Allen Reisner

No. 83, 87, 89
- Position:: Tight end

Personal information
- Born:: September 29, 1988 (age 36) Marion, Iowa, U.S.
- Height:: 6 ft 3 in (1.91 m)
- Weight:: 255 lb (116 kg)

Career information
- High school:: Marion
- College:: Iowa
- NFL draft:: 2011: undrafted

Career history
- Minnesota Vikings (2011–2012); Jacksonville Jaguars (2012–2013); Minnesota Vikings (2014)*; New England Patriots (2014); Baltimore Ravens (2014–2015);
- * Offseason and/or practice squad member only

Career highlights and awards
- Second-team All-Big Ten (2010);

Career NFL statistics
- Receptions:: 7
- Receiving yards:: 58
- Stats at Pro Football Reference

= Allen Reisner =

American football player (born 1988)

Allen Reisner (born September 29, 1988) is an American former professional football player who was a tight end in the National Football League (NFL). He played college football for the Iowa Hawkeyes.

==Professional career==

===Minnesota Vikings===
Reisner was signed by the Minnesota Vikings as an undrafted free agent following the end of the NFL lockout on July 26, 2011. Reisner was released from the Vikings on October 4, 2011. Reisner was signed back to the Vikings October 5, 2011 and placed on practice squad. He was signed to the Minnesota Vikings on November 26, 2011.

===Jacksonville Jaguars===
Reisner was claimed off waivers by the Jacksonville Jaguars on December 24, 2012.

On October 8, 2013, Reisner was placed on the injured reserve-designated for return list. He returned to the active roster on December 14.

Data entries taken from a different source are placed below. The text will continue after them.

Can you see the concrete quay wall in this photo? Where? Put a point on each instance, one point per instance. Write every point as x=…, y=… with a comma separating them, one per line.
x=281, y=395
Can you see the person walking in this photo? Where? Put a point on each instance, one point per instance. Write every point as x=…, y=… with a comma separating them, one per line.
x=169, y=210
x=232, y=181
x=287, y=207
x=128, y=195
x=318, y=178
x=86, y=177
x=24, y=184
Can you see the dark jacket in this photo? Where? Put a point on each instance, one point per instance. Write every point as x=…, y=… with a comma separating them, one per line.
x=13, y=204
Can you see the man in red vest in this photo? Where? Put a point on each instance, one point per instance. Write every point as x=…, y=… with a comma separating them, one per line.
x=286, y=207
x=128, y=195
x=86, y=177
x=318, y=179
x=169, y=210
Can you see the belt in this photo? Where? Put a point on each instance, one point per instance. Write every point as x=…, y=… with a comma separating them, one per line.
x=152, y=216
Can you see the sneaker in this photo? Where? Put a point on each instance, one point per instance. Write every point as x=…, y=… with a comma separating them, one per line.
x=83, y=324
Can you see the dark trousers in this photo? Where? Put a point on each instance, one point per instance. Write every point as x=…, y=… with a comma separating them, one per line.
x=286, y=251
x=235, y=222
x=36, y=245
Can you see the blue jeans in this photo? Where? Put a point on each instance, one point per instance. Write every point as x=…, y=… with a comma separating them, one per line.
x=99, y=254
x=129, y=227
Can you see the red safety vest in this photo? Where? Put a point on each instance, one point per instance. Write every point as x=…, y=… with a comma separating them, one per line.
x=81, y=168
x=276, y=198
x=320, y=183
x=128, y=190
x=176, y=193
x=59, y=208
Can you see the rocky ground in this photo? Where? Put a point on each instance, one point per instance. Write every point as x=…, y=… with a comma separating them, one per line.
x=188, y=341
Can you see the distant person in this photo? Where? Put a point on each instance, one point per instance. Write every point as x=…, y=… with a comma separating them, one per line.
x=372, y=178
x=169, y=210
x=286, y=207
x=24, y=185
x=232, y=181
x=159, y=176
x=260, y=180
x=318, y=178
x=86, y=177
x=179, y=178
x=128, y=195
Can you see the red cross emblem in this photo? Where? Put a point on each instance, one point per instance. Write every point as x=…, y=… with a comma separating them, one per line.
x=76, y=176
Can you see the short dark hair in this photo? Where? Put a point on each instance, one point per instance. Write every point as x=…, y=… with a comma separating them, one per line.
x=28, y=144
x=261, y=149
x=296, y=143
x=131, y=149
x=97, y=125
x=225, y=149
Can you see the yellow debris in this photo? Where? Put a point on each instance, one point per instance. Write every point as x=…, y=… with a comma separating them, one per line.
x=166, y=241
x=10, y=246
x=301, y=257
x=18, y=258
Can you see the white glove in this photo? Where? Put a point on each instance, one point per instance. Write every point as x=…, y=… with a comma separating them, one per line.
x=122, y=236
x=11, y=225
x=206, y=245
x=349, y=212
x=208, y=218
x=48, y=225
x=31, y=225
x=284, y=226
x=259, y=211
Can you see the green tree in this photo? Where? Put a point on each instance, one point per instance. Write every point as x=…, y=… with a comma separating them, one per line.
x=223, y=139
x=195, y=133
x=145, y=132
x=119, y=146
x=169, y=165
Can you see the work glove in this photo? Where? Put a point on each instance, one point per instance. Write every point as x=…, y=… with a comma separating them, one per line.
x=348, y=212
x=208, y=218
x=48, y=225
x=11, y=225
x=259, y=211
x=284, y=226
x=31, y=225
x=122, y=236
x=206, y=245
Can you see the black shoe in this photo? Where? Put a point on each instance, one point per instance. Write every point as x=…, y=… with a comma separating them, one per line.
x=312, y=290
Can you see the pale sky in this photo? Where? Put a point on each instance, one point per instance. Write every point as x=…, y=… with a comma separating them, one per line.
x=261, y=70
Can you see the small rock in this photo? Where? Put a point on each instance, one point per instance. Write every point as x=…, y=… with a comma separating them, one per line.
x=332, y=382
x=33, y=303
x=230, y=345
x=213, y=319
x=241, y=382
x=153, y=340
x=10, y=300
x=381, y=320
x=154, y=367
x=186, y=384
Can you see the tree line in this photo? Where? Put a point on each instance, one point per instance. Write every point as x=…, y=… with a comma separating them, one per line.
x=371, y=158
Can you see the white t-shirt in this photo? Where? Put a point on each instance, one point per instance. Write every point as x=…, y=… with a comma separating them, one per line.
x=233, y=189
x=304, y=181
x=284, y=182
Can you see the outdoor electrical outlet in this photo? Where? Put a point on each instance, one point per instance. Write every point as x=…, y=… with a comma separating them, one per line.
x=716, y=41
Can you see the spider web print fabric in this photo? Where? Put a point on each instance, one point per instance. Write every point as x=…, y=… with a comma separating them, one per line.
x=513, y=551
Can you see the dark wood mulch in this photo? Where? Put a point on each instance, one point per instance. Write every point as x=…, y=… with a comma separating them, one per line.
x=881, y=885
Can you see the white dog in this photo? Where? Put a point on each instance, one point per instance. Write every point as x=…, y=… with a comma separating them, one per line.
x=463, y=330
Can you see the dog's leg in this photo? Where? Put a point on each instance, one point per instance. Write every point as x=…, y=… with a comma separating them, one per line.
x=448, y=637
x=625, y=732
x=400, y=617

===Second stint with Minnesota===
Reisner re-signed with the Minnesota Vikings on April 15, 2014. However, despite finishing with the most touchdowns and most receptions for the Vikings in the 2014 preseason, he was cut by the team on August 30, 2014, as the roster was reduced to 53 for the season ahead.

===Baltimore Ravens===
Reisner was signed by the Baltimore Ravens on November 17, 2014. He was later waived on December 3, 2014, but re-signed on December 9, 2014.

==Personal life==
On July 6, 2013, Reisner married longtime girlfriend and high school sweetheart, Lauren Perry, daughter of Syncbak founder Jack Perry.